Correct notation for random variable with probability distribution For a scientific publication I am documenting the algorithm of my computer model. The model uses the Monte Carlo method and has some random variables input. Now I would like to document that correctly.
So for instance variable $a$ is determined by multiplying variable $b$ with a random number $X$, which is drawn from a log-normal probability density function. My guess for a notation would be as follows:
$a_{i} = b_{i} \cdot X_{i},
\quad
X_{i} \sim \ln \mathcal{N}(\mu_{i}, \sigma_{i}^{2})$
But I ask myself:


*

*Is this $\LaTeX$ notation correct (use of comma, \quad, $\ln\mathcal{N}$) as an equation in a publication?

*What is a typical random variable symbol? $X$ seems to be quite common.

*How can I document other distributions, such as Weibull, log-logistic, discrete uniform?

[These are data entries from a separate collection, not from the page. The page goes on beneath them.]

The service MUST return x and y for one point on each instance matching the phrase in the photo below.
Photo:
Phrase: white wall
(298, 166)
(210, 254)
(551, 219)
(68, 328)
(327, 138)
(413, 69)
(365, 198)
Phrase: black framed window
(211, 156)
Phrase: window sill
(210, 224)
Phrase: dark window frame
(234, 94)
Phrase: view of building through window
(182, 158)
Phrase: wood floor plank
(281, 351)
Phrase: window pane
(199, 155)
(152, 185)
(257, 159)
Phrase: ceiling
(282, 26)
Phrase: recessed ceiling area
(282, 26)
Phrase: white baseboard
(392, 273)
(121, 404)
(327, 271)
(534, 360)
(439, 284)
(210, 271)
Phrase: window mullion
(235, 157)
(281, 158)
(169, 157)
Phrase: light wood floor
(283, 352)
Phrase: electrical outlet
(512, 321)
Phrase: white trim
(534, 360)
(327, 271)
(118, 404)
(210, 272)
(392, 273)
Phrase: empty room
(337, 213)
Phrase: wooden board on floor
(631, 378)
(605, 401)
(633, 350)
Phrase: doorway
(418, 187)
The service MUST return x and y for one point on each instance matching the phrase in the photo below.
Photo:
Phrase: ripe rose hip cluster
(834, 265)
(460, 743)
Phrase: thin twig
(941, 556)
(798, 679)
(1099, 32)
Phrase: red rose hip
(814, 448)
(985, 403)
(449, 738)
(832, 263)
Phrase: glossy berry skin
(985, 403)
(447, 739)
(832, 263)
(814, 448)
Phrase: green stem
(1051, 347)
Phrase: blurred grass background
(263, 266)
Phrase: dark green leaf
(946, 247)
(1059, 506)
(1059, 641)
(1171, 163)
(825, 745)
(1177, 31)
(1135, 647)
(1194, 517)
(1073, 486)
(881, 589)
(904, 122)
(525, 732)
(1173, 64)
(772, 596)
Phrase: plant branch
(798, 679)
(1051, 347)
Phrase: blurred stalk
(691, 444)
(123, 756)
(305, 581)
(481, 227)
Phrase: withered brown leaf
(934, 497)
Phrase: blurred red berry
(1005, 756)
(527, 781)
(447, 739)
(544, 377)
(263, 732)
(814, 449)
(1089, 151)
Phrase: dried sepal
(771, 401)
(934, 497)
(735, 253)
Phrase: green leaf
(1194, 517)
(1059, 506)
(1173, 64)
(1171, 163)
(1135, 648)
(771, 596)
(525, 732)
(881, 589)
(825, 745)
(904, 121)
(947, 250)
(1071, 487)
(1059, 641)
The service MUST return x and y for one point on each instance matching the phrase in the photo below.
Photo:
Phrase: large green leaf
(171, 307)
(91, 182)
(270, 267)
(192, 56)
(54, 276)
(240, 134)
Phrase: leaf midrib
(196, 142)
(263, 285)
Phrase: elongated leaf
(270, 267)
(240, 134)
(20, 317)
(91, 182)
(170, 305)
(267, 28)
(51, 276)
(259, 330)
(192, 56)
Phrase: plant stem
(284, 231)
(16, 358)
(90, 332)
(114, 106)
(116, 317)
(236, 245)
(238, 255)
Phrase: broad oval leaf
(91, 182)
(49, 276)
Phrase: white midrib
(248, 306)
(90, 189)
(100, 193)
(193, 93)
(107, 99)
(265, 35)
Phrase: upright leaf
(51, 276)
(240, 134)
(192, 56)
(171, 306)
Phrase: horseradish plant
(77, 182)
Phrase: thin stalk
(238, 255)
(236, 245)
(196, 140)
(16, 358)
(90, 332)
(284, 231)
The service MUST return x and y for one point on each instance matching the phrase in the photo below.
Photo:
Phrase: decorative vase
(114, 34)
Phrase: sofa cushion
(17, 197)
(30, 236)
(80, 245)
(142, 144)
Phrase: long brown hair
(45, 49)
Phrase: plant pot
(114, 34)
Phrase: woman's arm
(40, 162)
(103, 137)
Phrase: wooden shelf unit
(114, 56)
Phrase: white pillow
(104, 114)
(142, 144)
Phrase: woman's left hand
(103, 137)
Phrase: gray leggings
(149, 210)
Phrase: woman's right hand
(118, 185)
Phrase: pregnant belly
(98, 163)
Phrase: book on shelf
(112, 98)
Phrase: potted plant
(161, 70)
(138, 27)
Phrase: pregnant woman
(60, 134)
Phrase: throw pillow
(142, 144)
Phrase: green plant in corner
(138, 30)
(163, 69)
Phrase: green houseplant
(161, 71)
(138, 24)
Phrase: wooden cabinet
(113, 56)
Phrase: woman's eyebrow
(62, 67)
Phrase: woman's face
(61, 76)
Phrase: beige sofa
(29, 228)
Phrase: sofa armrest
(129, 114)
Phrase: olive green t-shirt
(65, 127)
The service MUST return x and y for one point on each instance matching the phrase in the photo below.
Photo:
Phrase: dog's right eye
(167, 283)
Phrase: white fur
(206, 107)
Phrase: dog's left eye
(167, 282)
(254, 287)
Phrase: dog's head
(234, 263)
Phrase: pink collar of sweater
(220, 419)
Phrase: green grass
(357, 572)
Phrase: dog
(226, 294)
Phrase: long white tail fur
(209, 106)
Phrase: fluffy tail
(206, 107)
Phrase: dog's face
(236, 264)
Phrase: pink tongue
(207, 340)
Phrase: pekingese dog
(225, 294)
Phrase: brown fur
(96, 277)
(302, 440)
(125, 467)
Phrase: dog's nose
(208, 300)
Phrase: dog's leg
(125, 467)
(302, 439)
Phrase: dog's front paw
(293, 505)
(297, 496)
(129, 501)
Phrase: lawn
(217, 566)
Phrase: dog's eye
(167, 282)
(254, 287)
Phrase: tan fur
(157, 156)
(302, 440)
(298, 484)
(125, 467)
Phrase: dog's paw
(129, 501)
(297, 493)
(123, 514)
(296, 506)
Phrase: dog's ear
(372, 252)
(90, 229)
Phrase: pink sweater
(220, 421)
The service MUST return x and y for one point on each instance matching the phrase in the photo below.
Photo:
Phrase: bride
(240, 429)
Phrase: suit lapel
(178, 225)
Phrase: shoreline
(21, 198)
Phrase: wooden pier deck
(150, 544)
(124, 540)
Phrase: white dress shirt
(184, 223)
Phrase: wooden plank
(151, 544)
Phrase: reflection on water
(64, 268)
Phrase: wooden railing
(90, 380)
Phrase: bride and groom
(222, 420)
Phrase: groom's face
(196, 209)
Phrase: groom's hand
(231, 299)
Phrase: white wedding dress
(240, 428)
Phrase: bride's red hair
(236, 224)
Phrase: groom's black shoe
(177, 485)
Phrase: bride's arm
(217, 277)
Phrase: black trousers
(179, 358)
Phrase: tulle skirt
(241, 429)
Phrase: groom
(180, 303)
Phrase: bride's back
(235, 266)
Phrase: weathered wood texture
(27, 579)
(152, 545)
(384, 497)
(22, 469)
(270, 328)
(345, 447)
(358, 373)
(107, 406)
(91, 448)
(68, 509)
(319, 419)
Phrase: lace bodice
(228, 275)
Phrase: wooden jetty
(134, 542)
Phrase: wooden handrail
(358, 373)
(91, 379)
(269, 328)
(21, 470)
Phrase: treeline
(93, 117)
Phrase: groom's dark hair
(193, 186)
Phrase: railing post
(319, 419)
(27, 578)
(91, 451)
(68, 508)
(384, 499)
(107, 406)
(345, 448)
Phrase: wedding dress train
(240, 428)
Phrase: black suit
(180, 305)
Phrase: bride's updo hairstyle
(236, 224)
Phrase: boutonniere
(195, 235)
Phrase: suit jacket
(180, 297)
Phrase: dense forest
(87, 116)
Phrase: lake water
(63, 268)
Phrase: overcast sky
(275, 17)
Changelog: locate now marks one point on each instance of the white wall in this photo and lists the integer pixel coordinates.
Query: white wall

 A: There do not seem to be standard abbreviations for various distributions. Just be sure to write the name out fully before starting to use an abbreviation. 
Also for normal be sure to say whether you are using SD $\sigma$ or variance $\sigma^2$ for a dispersion parameter, and for exponential distribution whether you are using mean $\mu$ or rate $\lambda$ for the parameter. 
In the US is it common to use capital Latin letters near the end of the alphabet $U, V, W, X,$ etc. for random variables, small Greek letters for parameters of distributions (as above), small Latin letters for constants, and boldface for vectors and matrices. But there are many exceptions.
Various sub-disciplines have
their own considerable variations. 
It is possible that a journal will enforce
a particular style. (Maybe it's best to look at several published
papers in target journals to see what is common usage there.
Or at published submission guidelines for authors.) 
I would not be surprised to see Answers or Comments here with a variety of different opinions.